This document describes the implementation of the leakage barrier
instructions.
The leakage barrier functionality consists of two instructions:
-
xc.lkgconf
- Writes a CSR (lkgcfg
) with a single source register word.- The CSR address is
0x801
: User level, readable/writable.
- The CSR address is
-
xc.lkgfence
- Flushes the micro-architectural state as specified in thelkgcfg
register.
Note: Hereafter, the stating that a register is "flushed" should be read as meaning either "set to zero" or "randomised".
The exact set of micro-architectural state controllable via the instruction is implementation specific.
What follows is a description of how these instructions are implemented
inside the scarv-cpu
.
The following table lists the state which can be manage by the leakage barrier instructions.
See "docs/pipeline.md" for more information on the pipeline structure of the core.
- No resources in the fetch stage are managed by leakage fences, since they are never data dependant.
The decode stage operand registers are each controlled individually:
s2_opr_a
s2_opr_b
s2_opr_c
The execute stage pipeline result registers are controlled individually:
s3_opr_a
s3_opr_b
Other execute stage resources which can be flushed:
- The multiplier functional unit accumulator registers.
- The AES
mix
andsub
functional units.
The memory stage pipeline result registers are controlled individually:
s4_opr_a
s4_opr_b
Three external pins will be provided to signal that un-core resources should be flushed. These can be used to control:
-
Buffers in the memory hierarchy.
-
Secret-sensitive peripherals.
This table describes which bits of the leakage barrier configuration register control which resources.
Bit | Resource | Description |
---|---|---|
0 | s2_opr_a |
Decode -> Execute operand A |
1 | s2_opr_b |
Decode -> Execute operand B |
2 | s2_opr_c |
Decode -> Execute operand C |
3 | s3_opr_a |
Execute -> Memory result register A |
4 | s3_opr_b |
Execute -> Memory result register B |
5 | fu_mult |
Multiplier accumulate registers. |
6 | fu_aessub |
AES sub-bytes registers. |
7 | fu_aesmix |
AES mix registers. |
8 | s4_opr_a |
Memory -> Writeback result register A |
9 | s4_opr_b |
Memory -> Writeback result register B |
10 | uncore_0 |
Un-core resource 0 |
11 | uncore_1 |
Un-core resource 1 |
12 | uncore_2 |
Un-core resource 2 |
Some notes on the RTL implementation of these instructions:
-
The
lkgcfg
register will live inside the decode stage.-
It's value will be made available to all downstream stages.
- This is done just by making the wire available.

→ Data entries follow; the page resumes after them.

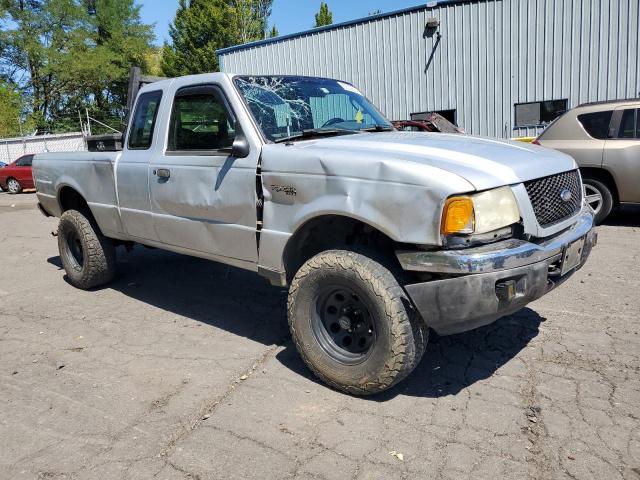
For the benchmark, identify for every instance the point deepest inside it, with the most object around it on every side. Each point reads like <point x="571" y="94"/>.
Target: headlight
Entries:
<point x="480" y="213"/>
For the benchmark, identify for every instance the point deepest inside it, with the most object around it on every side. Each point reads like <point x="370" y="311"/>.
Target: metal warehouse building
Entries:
<point x="500" y="68"/>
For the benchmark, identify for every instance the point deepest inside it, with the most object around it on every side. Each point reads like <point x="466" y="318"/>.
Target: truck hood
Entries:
<point x="483" y="162"/>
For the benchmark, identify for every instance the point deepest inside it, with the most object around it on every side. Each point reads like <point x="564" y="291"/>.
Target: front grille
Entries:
<point x="546" y="197"/>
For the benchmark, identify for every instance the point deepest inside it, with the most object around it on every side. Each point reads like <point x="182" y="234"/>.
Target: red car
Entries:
<point x="16" y="176"/>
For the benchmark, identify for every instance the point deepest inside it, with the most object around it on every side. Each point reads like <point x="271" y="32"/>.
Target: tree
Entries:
<point x="66" y="55"/>
<point x="253" y="18"/>
<point x="324" y="16"/>
<point x="200" y="28"/>
<point x="10" y="111"/>
<point x="121" y="41"/>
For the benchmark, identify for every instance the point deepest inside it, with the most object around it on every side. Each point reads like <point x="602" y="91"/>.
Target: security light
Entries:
<point x="433" y="22"/>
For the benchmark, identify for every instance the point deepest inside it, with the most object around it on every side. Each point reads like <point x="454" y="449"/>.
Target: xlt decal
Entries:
<point x="286" y="189"/>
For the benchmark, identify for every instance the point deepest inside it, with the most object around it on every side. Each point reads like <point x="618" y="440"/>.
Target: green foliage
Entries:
<point x="67" y="55"/>
<point x="203" y="26"/>
<point x="252" y="18"/>
<point x="324" y="16"/>
<point x="10" y="111"/>
<point x="200" y="28"/>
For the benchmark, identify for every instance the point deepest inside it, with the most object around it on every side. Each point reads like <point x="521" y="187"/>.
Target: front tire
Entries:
<point x="88" y="257"/>
<point x="13" y="186"/>
<point x="353" y="324"/>
<point x="599" y="198"/>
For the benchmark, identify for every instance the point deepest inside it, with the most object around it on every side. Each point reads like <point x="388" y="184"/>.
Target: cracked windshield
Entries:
<point x="298" y="107"/>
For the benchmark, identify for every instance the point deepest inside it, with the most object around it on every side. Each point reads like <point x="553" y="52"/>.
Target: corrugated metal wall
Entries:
<point x="491" y="55"/>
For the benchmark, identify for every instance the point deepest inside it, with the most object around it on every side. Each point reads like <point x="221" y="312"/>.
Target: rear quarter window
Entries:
<point x="144" y="121"/>
<point x="596" y="124"/>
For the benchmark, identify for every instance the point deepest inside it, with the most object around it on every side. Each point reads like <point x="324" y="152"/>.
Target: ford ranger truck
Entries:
<point x="380" y="235"/>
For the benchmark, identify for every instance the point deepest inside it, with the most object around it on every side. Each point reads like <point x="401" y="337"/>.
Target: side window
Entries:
<point x="25" y="161"/>
<point x="627" y="125"/>
<point x="596" y="124"/>
<point x="200" y="121"/>
<point x="144" y="121"/>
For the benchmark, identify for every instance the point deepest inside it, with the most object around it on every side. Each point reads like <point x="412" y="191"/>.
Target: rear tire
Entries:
<point x="88" y="257"/>
<point x="13" y="186"/>
<point x="353" y="324"/>
<point x="599" y="198"/>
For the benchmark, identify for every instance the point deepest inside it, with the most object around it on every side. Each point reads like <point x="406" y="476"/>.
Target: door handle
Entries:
<point x="164" y="173"/>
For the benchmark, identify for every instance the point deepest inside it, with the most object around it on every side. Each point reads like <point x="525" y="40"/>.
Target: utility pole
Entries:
<point x="88" y="121"/>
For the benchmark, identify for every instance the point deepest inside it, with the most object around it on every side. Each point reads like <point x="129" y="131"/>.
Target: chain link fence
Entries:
<point x="13" y="148"/>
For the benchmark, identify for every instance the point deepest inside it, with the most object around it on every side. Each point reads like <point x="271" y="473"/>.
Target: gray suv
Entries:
<point x="604" y="139"/>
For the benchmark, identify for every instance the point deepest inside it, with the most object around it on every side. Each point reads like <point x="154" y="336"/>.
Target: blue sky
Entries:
<point x="290" y="16"/>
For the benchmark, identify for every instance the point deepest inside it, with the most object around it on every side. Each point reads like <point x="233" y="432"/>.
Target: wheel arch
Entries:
<point x="69" y="198"/>
<point x="328" y="231"/>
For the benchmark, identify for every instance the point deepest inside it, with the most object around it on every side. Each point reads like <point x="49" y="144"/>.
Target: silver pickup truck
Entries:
<point x="380" y="235"/>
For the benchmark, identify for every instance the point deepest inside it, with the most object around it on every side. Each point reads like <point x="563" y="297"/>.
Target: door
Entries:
<point x="622" y="153"/>
<point x="202" y="198"/>
<point x="132" y="170"/>
<point x="23" y="172"/>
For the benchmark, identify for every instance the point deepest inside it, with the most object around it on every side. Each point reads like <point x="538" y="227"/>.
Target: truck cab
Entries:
<point x="380" y="235"/>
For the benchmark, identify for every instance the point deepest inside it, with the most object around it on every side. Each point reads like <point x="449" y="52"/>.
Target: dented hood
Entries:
<point x="483" y="162"/>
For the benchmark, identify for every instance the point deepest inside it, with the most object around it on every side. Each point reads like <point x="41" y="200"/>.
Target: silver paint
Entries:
<point x="396" y="182"/>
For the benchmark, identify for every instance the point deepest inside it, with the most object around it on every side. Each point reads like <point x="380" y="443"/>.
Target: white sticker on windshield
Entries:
<point x="349" y="88"/>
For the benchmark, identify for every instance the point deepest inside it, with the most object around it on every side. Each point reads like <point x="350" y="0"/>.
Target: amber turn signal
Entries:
<point x="457" y="216"/>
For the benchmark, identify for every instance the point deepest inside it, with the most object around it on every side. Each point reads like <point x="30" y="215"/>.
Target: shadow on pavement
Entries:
<point x="627" y="216"/>
<point x="231" y="299"/>
<point x="242" y="303"/>
<point x="452" y="363"/>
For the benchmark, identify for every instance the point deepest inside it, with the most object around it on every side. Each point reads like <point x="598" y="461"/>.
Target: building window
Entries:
<point x="448" y="114"/>
<point x="533" y="114"/>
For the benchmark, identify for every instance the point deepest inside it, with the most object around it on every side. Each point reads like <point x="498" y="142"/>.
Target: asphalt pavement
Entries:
<point x="183" y="369"/>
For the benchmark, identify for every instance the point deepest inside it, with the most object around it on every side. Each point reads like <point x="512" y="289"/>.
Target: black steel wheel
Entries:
<point x="343" y="325"/>
<point x="353" y="323"/>
<point x="88" y="257"/>
<point x="599" y="197"/>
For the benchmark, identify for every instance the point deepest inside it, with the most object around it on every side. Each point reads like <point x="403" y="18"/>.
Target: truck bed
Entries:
<point x="89" y="173"/>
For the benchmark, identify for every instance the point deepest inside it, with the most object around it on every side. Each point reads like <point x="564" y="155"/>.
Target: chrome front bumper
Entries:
<point x="493" y="280"/>
<point x="496" y="256"/>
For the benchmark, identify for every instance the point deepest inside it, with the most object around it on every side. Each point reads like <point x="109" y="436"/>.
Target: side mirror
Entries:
<point x="240" y="148"/>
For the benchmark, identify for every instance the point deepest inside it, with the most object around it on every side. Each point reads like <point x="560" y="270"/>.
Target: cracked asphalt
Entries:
<point x="182" y="369"/>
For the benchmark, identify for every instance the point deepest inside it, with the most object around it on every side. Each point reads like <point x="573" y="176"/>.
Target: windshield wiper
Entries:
<point x="379" y="128"/>
<point x="317" y="132"/>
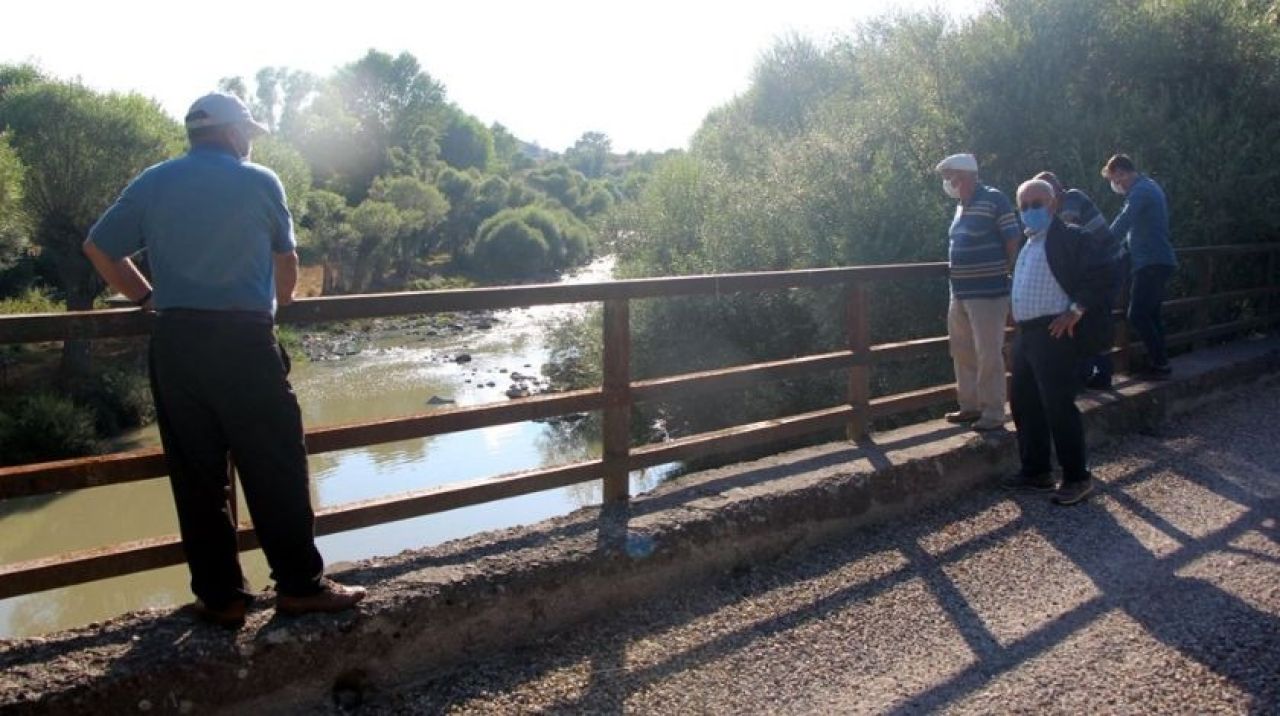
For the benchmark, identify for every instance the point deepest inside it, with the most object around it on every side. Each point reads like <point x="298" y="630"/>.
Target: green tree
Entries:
<point x="288" y="164"/>
<point x="324" y="218"/>
<point x="375" y="224"/>
<point x="507" y="150"/>
<point x="13" y="76"/>
<point x="466" y="144"/>
<point x="81" y="147"/>
<point x="827" y="159"/>
<point x="361" y="114"/>
<point x="421" y="209"/>
<point x="590" y="154"/>
<point x="512" y="249"/>
<point x="13" y="218"/>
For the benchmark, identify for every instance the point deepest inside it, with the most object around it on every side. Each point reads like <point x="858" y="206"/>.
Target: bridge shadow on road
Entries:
<point x="1147" y="552"/>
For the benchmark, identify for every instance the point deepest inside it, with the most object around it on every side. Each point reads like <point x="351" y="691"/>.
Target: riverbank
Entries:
<point x="401" y="369"/>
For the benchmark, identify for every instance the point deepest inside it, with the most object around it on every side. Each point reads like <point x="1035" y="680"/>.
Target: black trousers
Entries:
<point x="220" y="388"/>
<point x="1146" y="296"/>
<point x="1046" y="381"/>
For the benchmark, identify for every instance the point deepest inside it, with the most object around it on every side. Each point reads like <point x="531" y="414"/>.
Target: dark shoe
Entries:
<point x="984" y="424"/>
<point x="1097" y="382"/>
<point x="1073" y="492"/>
<point x="1156" y="373"/>
<point x="963" y="416"/>
<point x="231" y="616"/>
<point x="330" y="597"/>
<point x="1043" y="482"/>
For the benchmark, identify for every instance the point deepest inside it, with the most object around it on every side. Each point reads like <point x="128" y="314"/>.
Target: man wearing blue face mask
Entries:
<point x="1143" y="226"/>
<point x="1059" y="301"/>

It's value is not transmitted down the pipeline registers as this defeats the object of the instruction somewhat.
-
Forwarding / instruction consistency is not a consideration for it.
- Hence if an a fence immediately follows a configure instruction, we don't bubble the pipeline. There are no archtiectural effects which might be ruined by this. It is upto the programmer to use the instruction sensibly.
-
We only care that it's value is set correctly with respect to (not-)taken control flow paths.
-
Hence, the instruction to set it's value must reach the writeback stage before writing the control register.
-
-
Uncore resources are signalled to be flushed from the memory stage, since this is the only stage where the CPU can normally access uncore resources.
-
The "zeroing" or "randomising" of a resource is controlled by a synthesis time parameter.
-
The randomness source is a simple 32-bit LFSR.
-
The LFSR is updated only when a fence instruction is executed.
-
The LFSR will live in the decode stage with the
lkgcfg
register.
-
-
The
xc.lkgfence
instruction can be configured at synthesis time to bubble the pipeline.- This causes a 3-cycle performance penalty, but ensures that there are no interractions with the forwarding network.